6. Multi-Aligned Saudi Defense Strategy
Today, the Saudi security doctrine mixes US partnership with diversified alliances, now including a mutual defense agreement with Pakistan inked in September 2025. This approach can insulate the kingdom from threats such as Iran by reducing overdependence on any single power. At the same time, Riyadh officials emphasize that such alliances must complement and not conflict with US interoperability. An F-35 sale and a US defense pact would anchor Washington’s role as the central pillar in this multi-aligned strategy.

7. Technology and Economic Ambitions
Beyond defense, the program includes a Saudi-US Investment Summit on energy, infrastructure, and advanced technology. Riyadh has been pushing for access to cutting-edge semiconductors in addition to the May 2025 agreement to purchase chips from Nvidia. The technologies are viewed as key both to economic diversification and localization of Saudi defense production. According to Princess Reema bint Bandar, Saudi ambassador to the US, the modern alliance is “built on technology and innovation,” a shift from the traditional oil-and-defense foundation.

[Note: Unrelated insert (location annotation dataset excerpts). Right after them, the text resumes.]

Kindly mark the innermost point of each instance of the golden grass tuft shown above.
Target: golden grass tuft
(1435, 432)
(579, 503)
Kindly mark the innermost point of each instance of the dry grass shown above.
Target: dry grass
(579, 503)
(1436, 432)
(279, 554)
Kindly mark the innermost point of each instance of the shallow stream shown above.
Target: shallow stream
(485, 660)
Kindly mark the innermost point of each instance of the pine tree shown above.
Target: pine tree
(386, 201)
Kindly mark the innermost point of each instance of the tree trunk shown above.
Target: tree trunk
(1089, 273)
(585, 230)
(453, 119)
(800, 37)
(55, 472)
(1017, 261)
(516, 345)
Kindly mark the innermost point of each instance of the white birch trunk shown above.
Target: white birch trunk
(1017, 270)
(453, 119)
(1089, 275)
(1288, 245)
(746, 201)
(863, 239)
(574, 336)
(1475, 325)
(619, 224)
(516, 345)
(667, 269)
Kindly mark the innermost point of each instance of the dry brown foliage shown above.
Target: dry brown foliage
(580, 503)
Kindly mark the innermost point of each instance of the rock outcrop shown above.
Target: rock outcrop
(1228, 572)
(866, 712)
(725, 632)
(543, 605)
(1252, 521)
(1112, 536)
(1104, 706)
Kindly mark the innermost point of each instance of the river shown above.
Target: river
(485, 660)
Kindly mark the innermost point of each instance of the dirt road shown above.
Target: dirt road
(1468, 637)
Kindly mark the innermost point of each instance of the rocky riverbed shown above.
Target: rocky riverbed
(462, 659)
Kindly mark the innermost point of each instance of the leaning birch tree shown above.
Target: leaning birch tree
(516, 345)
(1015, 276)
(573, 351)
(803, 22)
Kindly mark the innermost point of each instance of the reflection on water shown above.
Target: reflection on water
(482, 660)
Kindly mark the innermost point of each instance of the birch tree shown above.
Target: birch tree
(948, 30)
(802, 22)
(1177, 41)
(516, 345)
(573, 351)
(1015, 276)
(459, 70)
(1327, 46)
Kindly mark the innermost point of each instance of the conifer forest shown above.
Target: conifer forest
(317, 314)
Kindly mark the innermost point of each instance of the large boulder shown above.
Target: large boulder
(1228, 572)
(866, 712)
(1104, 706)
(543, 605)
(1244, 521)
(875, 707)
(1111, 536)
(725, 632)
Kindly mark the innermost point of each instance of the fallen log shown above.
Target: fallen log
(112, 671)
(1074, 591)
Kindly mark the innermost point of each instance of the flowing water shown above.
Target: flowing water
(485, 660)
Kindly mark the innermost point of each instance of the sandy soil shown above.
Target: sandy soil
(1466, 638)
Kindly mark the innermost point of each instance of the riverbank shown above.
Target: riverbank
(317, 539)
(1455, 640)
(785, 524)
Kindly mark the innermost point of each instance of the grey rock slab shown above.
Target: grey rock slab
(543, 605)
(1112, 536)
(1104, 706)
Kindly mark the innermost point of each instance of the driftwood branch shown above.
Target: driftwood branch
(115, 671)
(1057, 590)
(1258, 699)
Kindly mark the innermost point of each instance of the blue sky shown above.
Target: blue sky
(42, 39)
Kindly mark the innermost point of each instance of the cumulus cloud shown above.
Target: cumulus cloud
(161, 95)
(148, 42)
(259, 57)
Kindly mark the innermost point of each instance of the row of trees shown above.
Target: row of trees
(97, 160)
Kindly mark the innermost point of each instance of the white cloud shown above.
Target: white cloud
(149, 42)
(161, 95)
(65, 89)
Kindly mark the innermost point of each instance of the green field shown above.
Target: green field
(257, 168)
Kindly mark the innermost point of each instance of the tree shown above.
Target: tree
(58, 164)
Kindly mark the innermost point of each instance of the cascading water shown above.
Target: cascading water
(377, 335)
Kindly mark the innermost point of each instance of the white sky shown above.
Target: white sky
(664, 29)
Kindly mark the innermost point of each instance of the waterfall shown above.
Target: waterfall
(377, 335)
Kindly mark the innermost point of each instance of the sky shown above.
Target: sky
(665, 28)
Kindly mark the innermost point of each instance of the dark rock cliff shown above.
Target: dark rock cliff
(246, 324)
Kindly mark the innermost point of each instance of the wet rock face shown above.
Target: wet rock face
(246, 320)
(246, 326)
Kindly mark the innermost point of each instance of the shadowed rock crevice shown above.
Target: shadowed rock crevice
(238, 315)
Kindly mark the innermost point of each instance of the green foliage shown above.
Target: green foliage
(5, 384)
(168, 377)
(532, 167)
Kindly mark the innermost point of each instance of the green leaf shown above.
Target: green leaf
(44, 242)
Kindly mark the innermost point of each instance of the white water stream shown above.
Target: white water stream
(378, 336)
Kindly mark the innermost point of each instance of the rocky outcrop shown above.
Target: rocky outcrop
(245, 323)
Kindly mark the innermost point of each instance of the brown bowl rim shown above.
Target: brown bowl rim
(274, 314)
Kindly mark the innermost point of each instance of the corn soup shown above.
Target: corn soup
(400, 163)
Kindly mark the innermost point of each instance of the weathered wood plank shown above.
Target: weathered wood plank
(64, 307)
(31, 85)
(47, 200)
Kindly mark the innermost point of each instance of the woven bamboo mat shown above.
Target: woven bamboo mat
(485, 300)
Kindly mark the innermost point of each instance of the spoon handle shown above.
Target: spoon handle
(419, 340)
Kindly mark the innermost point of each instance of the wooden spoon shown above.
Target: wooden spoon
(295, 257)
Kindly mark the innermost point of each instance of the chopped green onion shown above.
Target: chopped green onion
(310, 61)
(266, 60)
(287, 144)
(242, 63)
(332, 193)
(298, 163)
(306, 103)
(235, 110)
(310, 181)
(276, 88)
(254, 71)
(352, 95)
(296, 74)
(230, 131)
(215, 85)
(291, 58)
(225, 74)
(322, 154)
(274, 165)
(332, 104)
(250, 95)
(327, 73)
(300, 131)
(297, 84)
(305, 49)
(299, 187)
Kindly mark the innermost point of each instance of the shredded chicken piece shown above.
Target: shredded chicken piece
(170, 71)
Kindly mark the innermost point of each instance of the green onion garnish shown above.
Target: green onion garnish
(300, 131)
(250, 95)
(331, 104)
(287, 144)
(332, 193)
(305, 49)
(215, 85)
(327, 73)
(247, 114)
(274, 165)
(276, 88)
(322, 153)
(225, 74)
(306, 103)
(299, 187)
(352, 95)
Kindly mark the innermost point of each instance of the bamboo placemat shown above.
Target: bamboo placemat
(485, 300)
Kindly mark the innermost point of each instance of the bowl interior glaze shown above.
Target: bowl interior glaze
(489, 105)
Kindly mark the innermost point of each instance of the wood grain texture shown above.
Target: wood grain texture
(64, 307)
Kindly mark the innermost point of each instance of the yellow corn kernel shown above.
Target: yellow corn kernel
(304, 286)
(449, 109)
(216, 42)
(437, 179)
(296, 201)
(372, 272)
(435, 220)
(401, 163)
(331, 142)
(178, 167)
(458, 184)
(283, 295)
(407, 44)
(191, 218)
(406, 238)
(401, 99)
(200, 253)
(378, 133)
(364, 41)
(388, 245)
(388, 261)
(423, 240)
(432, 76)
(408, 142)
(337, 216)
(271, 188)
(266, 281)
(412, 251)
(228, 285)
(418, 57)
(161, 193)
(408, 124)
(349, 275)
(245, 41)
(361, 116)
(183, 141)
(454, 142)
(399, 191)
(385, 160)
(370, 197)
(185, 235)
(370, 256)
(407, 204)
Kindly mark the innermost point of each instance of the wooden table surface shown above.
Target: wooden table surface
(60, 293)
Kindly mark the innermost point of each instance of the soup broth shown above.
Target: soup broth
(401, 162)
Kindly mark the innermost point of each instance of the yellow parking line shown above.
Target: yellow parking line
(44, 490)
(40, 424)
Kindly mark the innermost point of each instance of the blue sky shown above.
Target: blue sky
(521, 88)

8. US Domestic and Congressional Calculations
Any defense or nuclear deal with the Saudis will face close scrutiny on Capitol Hill, where lawmakers worry about human rights, proliferation risks, and what it all means for Israel’s security. A civil nuclear agreement would go into effect under the Atomic Energy Act unless Congress passes a resolution of disapproval a high bar to clear. Linking the deals to Saudi-Israeli normalization might enhance their prospects, as bipartisan support for such a breakthrough remains strong. Israeli acquiescence, or at least muted opposition, would also be a help.

9. Timing Pressures and Electoral Politics
The window is rapidly narrowing for negotiators. US elections in 2026 complicate congressional approval for any binding security guarantees or politically sensitive arms sales while the ongoing Gaza conflict continues to delay agreement over Palestinian statehood further complicating an entire trilateral package. One idea on the table is going ahead independently with less controversial elements-like civil nuclear cooperation-and holding off on normalization and defense guarantees.
But this probably sacrifices the leverage that can be derived through bundling the agreements. More than just a ceremonial reaffirmation of ties, the Trump–bin Salman meeting represents a strategic inflection point. The interplay between advanced weapons sales, security guarantees, nuclear cooperation, and normalization diplomacy will influence not only US-Saudi relations but the regional balance of power. Whether Washington can satisfy Riyadh’s ambitions without undermining Israel’s qualitative edge-or its own non-proliferation principles-will determine if this visit is remembered as a breakthrough or a missed opportunity.